For the 2nd week, add 1 new type; for the 3rd week, those 2 minces plus 1 new type, and keep going like this until your dog is on a full range of different proteins, initially starting with the 80%meat:10%offal:10%bone ratio's, (which is why we supply DAF minces, as they are already prepared to these ratios for you), but then tweaking as you find necessary for your own individual dog until you find their own comfortable bone level. We are looking for firm enough that if you were to pick it up, you could do that easily using simply your thumb and forefinger and barely any trace would be left behind, but not rock-hard. Firm enough that upon exit it will also empty the anal glands for your dog, but not be difficult to pass.
For dogs with a history of sensitive digestion, this may simply be slowed down, or we might suggest some supplementation to help support their digestive system in the transition stage.

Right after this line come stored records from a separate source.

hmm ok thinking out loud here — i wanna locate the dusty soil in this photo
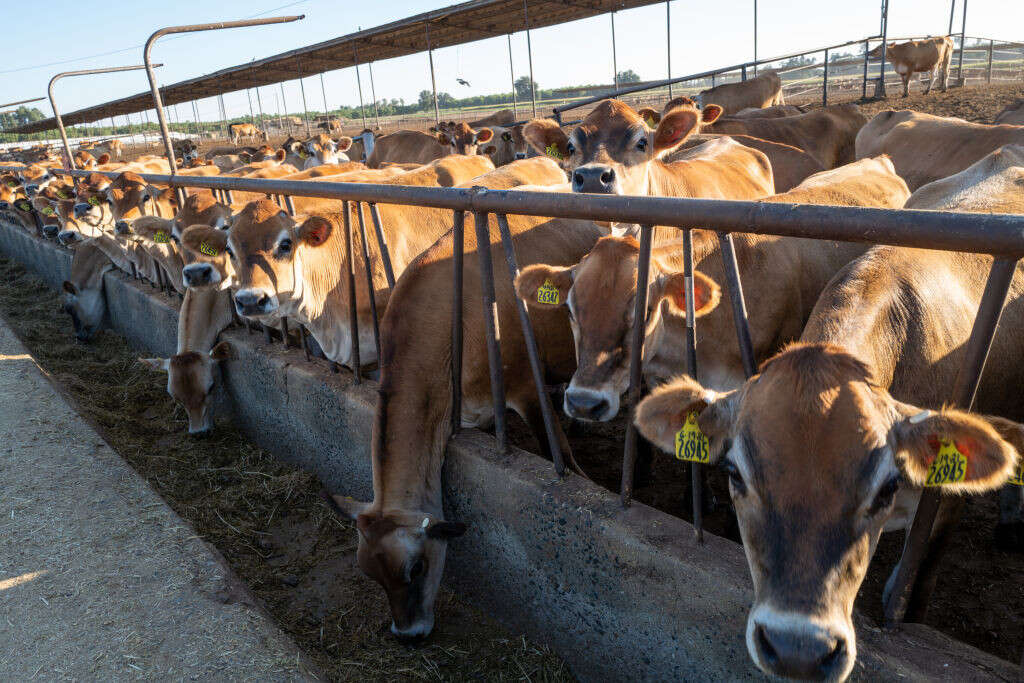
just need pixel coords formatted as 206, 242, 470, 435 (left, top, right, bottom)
0, 256, 570, 683
812, 81, 1024, 123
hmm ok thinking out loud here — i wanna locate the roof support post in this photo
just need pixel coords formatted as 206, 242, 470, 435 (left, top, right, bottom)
368, 61, 381, 130
948, 0, 956, 35
874, 0, 889, 97
508, 34, 518, 117
254, 88, 265, 133
611, 9, 619, 94
296, 59, 312, 137
753, 0, 758, 76
524, 0, 537, 117
320, 73, 329, 119
426, 23, 441, 124
956, 0, 968, 86
666, 1, 673, 98
246, 89, 256, 125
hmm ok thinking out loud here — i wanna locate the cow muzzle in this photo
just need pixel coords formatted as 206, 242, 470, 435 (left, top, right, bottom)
182, 263, 220, 289
563, 384, 619, 422
42, 224, 59, 239
25, 184, 39, 197
748, 607, 853, 682
572, 164, 617, 194
234, 288, 277, 316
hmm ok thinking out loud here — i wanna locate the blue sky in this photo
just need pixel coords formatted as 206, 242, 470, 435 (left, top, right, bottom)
1, 0, 1019, 127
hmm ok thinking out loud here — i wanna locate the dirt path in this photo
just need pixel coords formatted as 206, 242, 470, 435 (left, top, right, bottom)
0, 256, 570, 682
0, 315, 317, 680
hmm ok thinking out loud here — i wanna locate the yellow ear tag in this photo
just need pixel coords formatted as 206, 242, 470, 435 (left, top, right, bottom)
153, 230, 171, 244
199, 241, 219, 257
674, 411, 710, 463
15, 200, 31, 212
6, 180, 17, 188
644, 116, 656, 128
41, 206, 55, 216
536, 278, 560, 304
924, 438, 968, 486
88, 196, 100, 206
1009, 458, 1024, 487
544, 143, 563, 160
55, 189, 68, 199
298, 149, 308, 158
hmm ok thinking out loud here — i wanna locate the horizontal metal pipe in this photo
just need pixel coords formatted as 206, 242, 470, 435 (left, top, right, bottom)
17, 166, 1024, 257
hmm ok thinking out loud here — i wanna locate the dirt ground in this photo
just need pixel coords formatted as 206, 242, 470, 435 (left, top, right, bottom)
0, 256, 570, 683
828, 81, 1024, 122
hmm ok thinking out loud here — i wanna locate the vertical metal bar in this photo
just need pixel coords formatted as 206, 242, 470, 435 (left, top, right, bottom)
666, 0, 673, 98
524, 0, 538, 118
472, 210, 508, 453
367, 62, 381, 130
254, 87, 265, 132
948, 0, 956, 35
426, 23, 441, 125
451, 210, 466, 436
353, 39, 368, 130
342, 201, 361, 383
741, 65, 748, 82
823, 49, 830, 107
263, 323, 272, 344
299, 324, 311, 362
717, 233, 757, 379
863, 39, 871, 99
296, 62, 312, 138
508, 34, 518, 118
958, 0, 968, 83
284, 194, 296, 216
279, 83, 288, 132
986, 39, 993, 83
246, 88, 256, 125
753, 0, 758, 77
620, 224, 653, 506
320, 73, 329, 118
281, 316, 291, 349
884, 256, 1018, 626
368, 203, 395, 290
496, 213, 565, 475
611, 10, 619, 94
876, 0, 889, 97
682, 229, 703, 543
354, 202, 382, 363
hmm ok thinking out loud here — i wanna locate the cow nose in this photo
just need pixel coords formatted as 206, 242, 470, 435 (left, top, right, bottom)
42, 224, 59, 238
572, 165, 616, 194
754, 623, 848, 681
73, 202, 90, 218
514, 152, 527, 160
234, 289, 273, 315
564, 387, 611, 421
58, 230, 80, 245
25, 184, 39, 197
182, 263, 212, 288
0, 201, 8, 210
114, 220, 131, 235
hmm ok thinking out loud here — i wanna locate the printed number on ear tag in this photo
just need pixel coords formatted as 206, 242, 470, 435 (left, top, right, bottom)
544, 143, 563, 160
15, 200, 31, 212
536, 279, 560, 304
1010, 458, 1024, 487
41, 206, 55, 216
6, 180, 18, 188
88, 196, 100, 206
925, 439, 968, 486
674, 411, 710, 463
644, 116, 656, 128
199, 241, 219, 257
153, 230, 171, 244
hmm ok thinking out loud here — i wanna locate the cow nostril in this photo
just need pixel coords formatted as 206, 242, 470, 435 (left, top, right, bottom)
822, 636, 846, 670
756, 625, 779, 667
573, 172, 584, 187
601, 169, 614, 184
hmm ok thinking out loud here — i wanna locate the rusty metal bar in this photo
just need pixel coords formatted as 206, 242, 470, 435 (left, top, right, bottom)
683, 229, 704, 543
451, 210, 466, 436
883, 255, 1018, 626
621, 224, 654, 506
496, 213, 565, 475
717, 233, 757, 378
472, 210, 508, 453
15, 168, 1024, 257
281, 316, 291, 349
367, 202, 395, 290
342, 201, 361, 383
354, 202, 382, 364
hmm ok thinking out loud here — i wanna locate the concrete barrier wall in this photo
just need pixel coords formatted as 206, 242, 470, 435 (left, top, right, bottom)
1, 221, 1017, 682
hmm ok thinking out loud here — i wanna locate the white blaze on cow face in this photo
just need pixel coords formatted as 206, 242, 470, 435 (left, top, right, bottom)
633, 344, 1019, 682
521, 98, 723, 197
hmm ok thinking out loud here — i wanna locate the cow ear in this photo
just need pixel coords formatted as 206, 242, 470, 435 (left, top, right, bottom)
891, 407, 1019, 493
653, 107, 701, 157
638, 108, 662, 127
275, 149, 286, 162
209, 340, 233, 361
483, 145, 497, 155
62, 280, 78, 296
238, 152, 252, 164
297, 216, 331, 247
650, 270, 722, 319
436, 132, 452, 146
634, 376, 736, 462
475, 127, 493, 143
515, 263, 574, 308
523, 119, 570, 160
180, 225, 227, 257
138, 357, 170, 372
97, 153, 110, 164
335, 136, 352, 152
701, 104, 724, 125
323, 490, 371, 520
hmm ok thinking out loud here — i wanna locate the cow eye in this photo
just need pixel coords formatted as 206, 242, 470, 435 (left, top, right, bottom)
723, 459, 746, 495
565, 141, 576, 155
277, 238, 292, 254
868, 476, 900, 516
636, 137, 648, 152
409, 558, 425, 581
224, 246, 235, 260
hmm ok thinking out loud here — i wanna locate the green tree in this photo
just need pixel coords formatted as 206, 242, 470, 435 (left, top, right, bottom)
514, 75, 537, 100
617, 69, 641, 84
418, 89, 435, 109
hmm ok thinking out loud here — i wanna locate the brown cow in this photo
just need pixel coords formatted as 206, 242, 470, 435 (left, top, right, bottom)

We will advise which we feel would be best, depending on
your dogs past digestive history, breed and any other
relevant info.

There are very specific, and important reasons why we use the above method, and not other methods people advise, so if you are unsure, please read our Blog here which explains why we advise the way we do:
 
The adding of fruit/veg may be delayed further for some dogs where a yeast issue is suspected.
 
Do not feel your dog might need some 'fibre' to help it be 'regular' - this is a myth - 'regularity' for people and dogs, is achieved by consuming the right amounts of good fats, and not vast quantities of carbs.
 
If your dog has never been given bones before, we may need to re-educate them to eat bones nicely. This usually applies to dogs who ‘inhale’ their food and tend to gulp without a crunch or chew first; it is not difficult, but may take some time and is necessary.
 
Every time you give a bone to a dog who needs to re-learn how to eat them nicely, either give it as whole prey [like a whole chicken] which is larger than your dogs head, so the bone is covered in lots of meat to work through and eat at the same time; or hold the bone and only allow your dog access to a small amount at a time.
 
To work out how much food to feed your dog, you will need to know his/her weight, then decide which amount is suitable to his/her needs.
 
Amounts to feed:
Percentages based on current weight of animal.
 
Adults (18mth+):
2% - for weight loss/ inactive animals
2.5 - 3% - to maintain current weight
3.5% -for weight gain
4-8% - pregnant/lactating bitches
 
Puppies:
Feeding amounts for puppies are different so please contact us with your puppy's weight and age for help here.
 
Puppies will usually self regulate with their food, and are all individuals with different energy levels, so all amounts are only an approximate guide and some will appear more hungry, and some will appear less hungry, and cut themselves back foodwise as they are ready, so you should mainly feed to your puppies appetite being aware that your puppy's self-regulating of food may be affected by previous food experience (welfare cases who were starved) or the perceived threat of other dogs in the house wanting their food.
 
Once this is done, divide the weight by 100 to find out what 1% is, then multiply by whichever amount above you have chosen for your dog.
 
As the minced meats often come in lb weight, I find it is easiest to convert the weight of the dog and work totally in lbs.
 
i.e. Dog weighs 70lbs
I have chosen 2.5% as suitable for the dog.
1% of the dogs weight is therefore 70 / 100 = 0.7lbs
2.5% is therefore 0.7 x 2.5 = 1.75lbs
 
So the dog will need 1.75lbs of food for 1 whole day, and you can then work out how much meat/bone/organ by multiplying 1% by the %’s for each; or this can also be done
by the week rather than by the day – each single meal does not need to be perfectly balanced as long as it balances out over the course of the week or month.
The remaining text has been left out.